Antofagasta opening exploration office in Peru by year-end
Copper miner Antofagasta Plc. (LON:ANTO) plans to open a mining exploration office in Peru before the end of the year, expanding this way the presence its owner — the Luksic group — already has in the Andean country through a stake in a major spirits manufacturer acquired in June.
Antofagasta said Peru offers more favourable conditions to new projects than Chile, where it has majority stakes in four copper mines and has just opened a new one — Antucoya.
Helped by a sharp recovery in copper prices, the miner has been considering for months to grow its business beyond Chile, where it has majority stakes in four copper mines — Los Pelambres (60%), El Tesoro (70%), Michilla (74.2%) and Esperanza (74.2%).
Chief executive Ivan Arriagada told mining news outlet Dipromin (in Spanish) the firm would remain focused in the Americas, particularly in Chile, where Antofagasta — one of the oldest companies listed in London — was born.

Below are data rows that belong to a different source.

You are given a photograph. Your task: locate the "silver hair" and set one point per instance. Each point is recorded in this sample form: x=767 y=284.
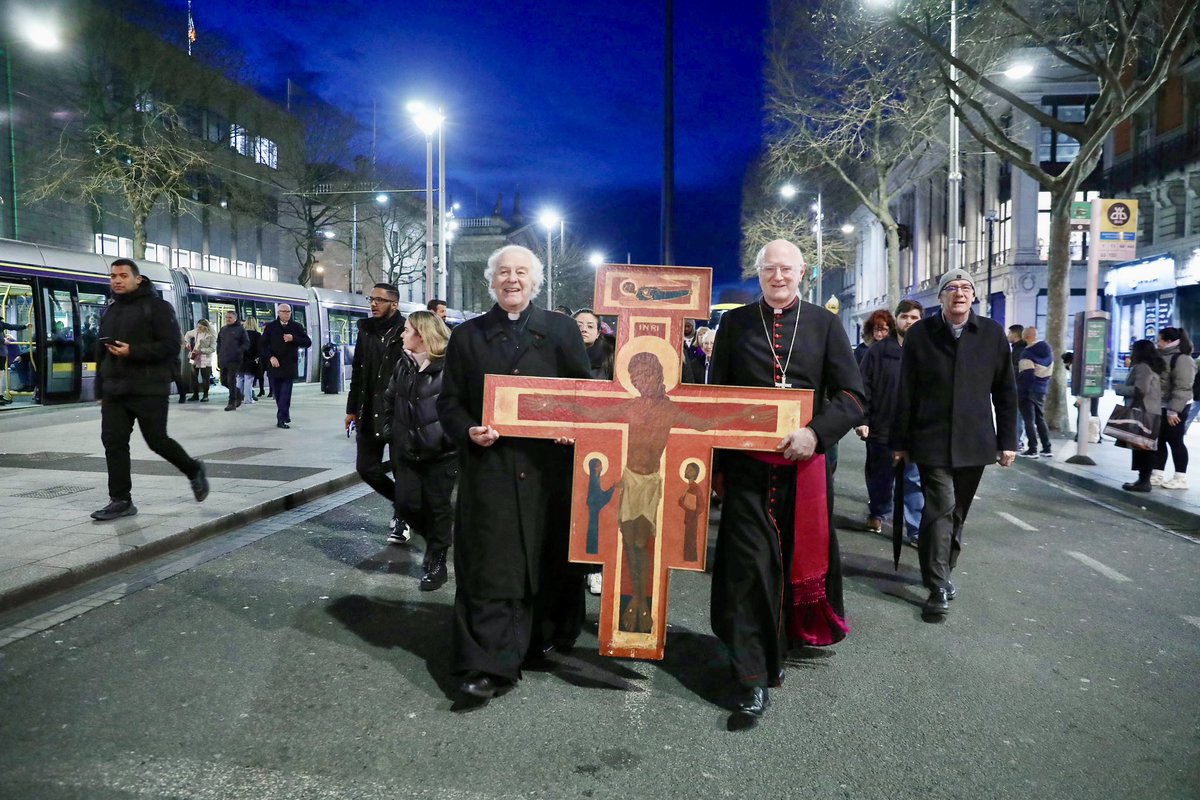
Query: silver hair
x=537 y=271
x=761 y=256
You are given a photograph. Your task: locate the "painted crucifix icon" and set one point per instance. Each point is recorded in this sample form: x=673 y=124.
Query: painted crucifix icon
x=643 y=446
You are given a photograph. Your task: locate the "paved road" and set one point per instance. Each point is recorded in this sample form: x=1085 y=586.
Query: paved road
x=304 y=663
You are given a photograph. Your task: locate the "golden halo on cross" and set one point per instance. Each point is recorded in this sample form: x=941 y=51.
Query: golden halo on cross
x=599 y=456
x=661 y=348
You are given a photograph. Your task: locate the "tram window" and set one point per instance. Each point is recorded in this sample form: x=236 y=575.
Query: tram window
x=91 y=308
x=343 y=328
x=60 y=358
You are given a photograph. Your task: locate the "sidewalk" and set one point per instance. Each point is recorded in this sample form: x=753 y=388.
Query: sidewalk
x=52 y=468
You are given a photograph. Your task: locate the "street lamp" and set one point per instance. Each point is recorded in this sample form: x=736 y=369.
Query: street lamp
x=789 y=192
x=550 y=218
x=41 y=35
x=430 y=120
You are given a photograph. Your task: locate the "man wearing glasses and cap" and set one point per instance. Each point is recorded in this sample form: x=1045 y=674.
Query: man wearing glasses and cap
x=378 y=348
x=955 y=368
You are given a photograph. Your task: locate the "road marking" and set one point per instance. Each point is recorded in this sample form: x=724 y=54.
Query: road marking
x=1107 y=571
x=1015 y=521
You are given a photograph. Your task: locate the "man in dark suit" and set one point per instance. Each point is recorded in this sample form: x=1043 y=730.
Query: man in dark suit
x=957 y=367
x=515 y=594
x=281 y=343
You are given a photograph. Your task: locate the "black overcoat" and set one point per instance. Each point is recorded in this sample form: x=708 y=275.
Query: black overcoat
x=948 y=389
x=515 y=493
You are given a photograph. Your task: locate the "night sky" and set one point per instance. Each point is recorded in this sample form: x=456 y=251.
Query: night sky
x=562 y=102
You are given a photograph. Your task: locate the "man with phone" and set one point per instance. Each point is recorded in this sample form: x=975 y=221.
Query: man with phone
x=138 y=338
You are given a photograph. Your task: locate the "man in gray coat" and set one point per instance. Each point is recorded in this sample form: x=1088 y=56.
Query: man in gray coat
x=957 y=367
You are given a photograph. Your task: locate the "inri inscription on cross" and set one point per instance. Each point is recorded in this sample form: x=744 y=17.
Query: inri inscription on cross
x=643 y=445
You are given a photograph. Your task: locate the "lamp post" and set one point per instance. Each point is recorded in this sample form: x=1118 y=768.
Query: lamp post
x=429 y=120
x=550 y=218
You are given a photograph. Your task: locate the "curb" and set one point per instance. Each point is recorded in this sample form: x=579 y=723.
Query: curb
x=1155 y=501
x=71 y=578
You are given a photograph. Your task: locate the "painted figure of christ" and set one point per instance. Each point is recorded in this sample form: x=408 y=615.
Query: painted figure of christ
x=649 y=416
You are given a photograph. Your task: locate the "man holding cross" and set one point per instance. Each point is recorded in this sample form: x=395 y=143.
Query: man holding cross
x=762 y=602
x=514 y=494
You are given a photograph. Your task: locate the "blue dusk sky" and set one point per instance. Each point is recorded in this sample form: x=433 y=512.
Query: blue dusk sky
x=561 y=101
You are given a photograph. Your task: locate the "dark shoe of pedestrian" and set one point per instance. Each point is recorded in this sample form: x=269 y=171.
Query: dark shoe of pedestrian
x=485 y=687
x=753 y=702
x=937 y=605
x=115 y=509
x=201 y=483
x=435 y=571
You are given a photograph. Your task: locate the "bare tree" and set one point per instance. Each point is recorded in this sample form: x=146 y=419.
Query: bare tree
x=1125 y=48
x=853 y=106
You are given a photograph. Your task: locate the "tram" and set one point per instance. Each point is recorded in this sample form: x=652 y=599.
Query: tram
x=52 y=300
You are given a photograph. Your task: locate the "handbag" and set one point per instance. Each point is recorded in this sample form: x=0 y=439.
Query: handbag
x=1133 y=427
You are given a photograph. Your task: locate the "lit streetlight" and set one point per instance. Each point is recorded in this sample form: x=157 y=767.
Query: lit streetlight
x=42 y=35
x=430 y=120
x=550 y=218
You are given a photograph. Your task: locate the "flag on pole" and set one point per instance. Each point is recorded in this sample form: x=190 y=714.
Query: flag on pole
x=191 y=28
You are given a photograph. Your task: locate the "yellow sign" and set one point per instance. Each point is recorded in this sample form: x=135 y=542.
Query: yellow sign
x=1119 y=230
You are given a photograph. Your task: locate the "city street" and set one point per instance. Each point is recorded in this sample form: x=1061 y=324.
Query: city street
x=295 y=659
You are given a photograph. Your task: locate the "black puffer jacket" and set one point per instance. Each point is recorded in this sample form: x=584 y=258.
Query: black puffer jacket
x=376 y=354
x=148 y=325
x=413 y=426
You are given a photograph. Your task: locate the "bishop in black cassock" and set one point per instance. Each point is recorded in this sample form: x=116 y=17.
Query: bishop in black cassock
x=779 y=341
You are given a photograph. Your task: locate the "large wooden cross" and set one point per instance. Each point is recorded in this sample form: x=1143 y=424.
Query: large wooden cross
x=643 y=445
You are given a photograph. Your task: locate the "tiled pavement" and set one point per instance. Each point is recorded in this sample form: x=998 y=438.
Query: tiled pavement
x=53 y=475
x=52 y=469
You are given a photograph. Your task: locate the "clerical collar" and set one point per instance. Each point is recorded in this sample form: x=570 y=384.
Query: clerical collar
x=796 y=301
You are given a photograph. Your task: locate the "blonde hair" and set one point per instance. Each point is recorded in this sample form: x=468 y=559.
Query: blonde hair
x=432 y=331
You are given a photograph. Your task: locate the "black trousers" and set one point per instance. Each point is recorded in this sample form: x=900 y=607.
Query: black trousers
x=423 y=498
x=117 y=417
x=372 y=467
x=1171 y=435
x=281 y=388
x=948 y=494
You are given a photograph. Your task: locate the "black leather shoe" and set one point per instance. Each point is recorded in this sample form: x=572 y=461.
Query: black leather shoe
x=115 y=509
x=435 y=571
x=937 y=605
x=201 y=483
x=485 y=687
x=754 y=702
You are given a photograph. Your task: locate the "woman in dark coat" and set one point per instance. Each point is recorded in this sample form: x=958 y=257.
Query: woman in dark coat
x=1143 y=389
x=423 y=457
x=513 y=518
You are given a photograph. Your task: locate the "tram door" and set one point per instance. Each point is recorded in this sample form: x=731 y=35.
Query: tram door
x=18 y=377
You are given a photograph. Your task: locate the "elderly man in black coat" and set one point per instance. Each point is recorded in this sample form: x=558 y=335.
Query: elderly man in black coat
x=957 y=367
x=513 y=517
x=138 y=341
x=787 y=343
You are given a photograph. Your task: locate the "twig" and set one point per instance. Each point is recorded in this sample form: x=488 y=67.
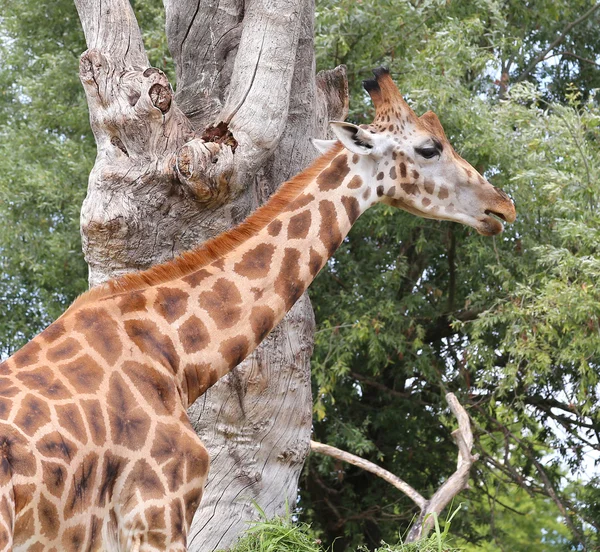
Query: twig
x=463 y=436
x=540 y=57
x=349 y=458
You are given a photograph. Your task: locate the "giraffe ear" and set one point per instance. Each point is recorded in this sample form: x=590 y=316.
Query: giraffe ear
x=322 y=146
x=354 y=138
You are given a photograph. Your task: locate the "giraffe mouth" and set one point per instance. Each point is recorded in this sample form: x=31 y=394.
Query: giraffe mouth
x=496 y=214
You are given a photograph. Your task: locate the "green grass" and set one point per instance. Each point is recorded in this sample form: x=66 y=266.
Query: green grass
x=282 y=535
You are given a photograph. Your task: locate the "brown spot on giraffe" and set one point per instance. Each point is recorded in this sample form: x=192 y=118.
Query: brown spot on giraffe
x=222 y=303
x=315 y=262
x=332 y=177
x=74 y=538
x=329 y=230
x=112 y=467
x=15 y=455
x=27 y=355
x=198 y=377
x=33 y=414
x=352 y=208
x=100 y=332
x=45 y=383
x=134 y=301
x=301 y=201
x=193 y=335
x=355 y=182
x=92 y=412
x=53 y=332
x=170 y=303
x=70 y=419
x=24 y=525
x=196 y=278
x=411 y=188
x=128 y=422
x=55 y=476
x=155 y=387
x=274 y=228
x=254 y=264
x=79 y=497
x=262 y=320
x=84 y=374
x=288 y=284
x=55 y=445
x=299 y=225
x=234 y=350
x=144 y=480
x=149 y=339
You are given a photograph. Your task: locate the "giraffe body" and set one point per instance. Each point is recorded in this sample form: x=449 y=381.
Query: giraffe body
x=97 y=452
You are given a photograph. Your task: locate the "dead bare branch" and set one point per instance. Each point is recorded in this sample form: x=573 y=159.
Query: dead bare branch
x=458 y=481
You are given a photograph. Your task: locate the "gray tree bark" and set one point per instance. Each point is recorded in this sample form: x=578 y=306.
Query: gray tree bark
x=174 y=169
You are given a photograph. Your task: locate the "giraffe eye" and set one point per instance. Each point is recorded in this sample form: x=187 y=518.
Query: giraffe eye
x=428 y=152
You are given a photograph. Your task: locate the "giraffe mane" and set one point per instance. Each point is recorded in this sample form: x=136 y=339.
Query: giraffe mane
x=216 y=247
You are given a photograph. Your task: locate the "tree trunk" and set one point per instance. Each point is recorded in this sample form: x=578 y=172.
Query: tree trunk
x=173 y=170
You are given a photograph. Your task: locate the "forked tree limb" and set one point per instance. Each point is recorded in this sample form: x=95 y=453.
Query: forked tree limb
x=359 y=462
x=457 y=482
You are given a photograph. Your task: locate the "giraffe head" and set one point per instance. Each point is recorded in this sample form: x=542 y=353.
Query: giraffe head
x=411 y=164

Arriagada, however, said the group decide to expand beyond Chile and chose Peru as a first destination because the Andean country has “more favourable conditions to new foreign investment” that its southern neighbour.
“Obtaining permits for a mining project in Chile today takes at least four years, and there are about 500 different licences you need to gain for any initiative,” Arriagada told Dipromin. In contrast, he noted, the licencing process in Peru takes about 18 months.
His comments came as the company officially opened up its Antucoya mine in northern Chile late last week, a project in the works since 2011 and in which invested $1.9 billion to bring the project on stream.
Luksic group, one of Chile’s richest families and the owner of Antofagasta, holds exploration and mining ventures in Europe, Turkey, Australia, Africa and across the Americas.
Peru has been for decades on the radar of the conglomerate, which has interests spanning metals extraction and metal processing, electric power distribution, shipping, agriculture, fishing and food processing among others.
In the 1990s, Lucchetti — who then belonged to the conglomerate through the holding Quiñenco — tried opening a factory in the Pantanos de Villa area, but the mayor of Lima opposed the project.